I’ve been following the saga of the River Otter beavers for the last year or so. This week there appears to be a new twist in the tale. In brief, beavers have been discovered living wild on the River Otter. No-one is quite sure how they ended up there, but they have successfully bred. These are the first beavers to breed in the wild in the UK for hundreds of years.
While the locals have generally welcomed the beavers with enthusiasm, DEFRA have been threatening to capture the beavers and rehome them at a zoo, saying they are concerned the beavers may harbour a disease that could be passed to humans. This has caused lots of upset, with thousands of people signing petitions to let the beavers remain on the river. The Devon Wildlife Trust have applied to Natural England for a license to release beavers into the wild.

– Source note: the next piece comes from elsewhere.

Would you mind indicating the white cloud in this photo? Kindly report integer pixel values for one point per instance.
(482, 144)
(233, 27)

And Friends of the Earth have launched legal proceedings against DEFRA, claiming beavers are protected in Britain under European law.
On Friday the Guardian reported that DEFRA seem to be softening their stance, saying the beavers will now be tested much closer to their Devon home than originally planned. This will reduce distress for the animals, and may make it easier to release them back on the River Otter.
Apart from it being exciting to have another species of large mammal in the wild in Britain, beavers could offer other benefits as well. Beavers are nature’s engineers, and the dams they build may help fish stocks in rivers, and also reduce the risk of flooding. Having said that, they do change the landscape, so the support of landowners is vital if they are to return to the wild in Britain. They seem to have that support on the River Otter, so, if allowed to return, it will be interesting to see how the relationship between people and beavers develop.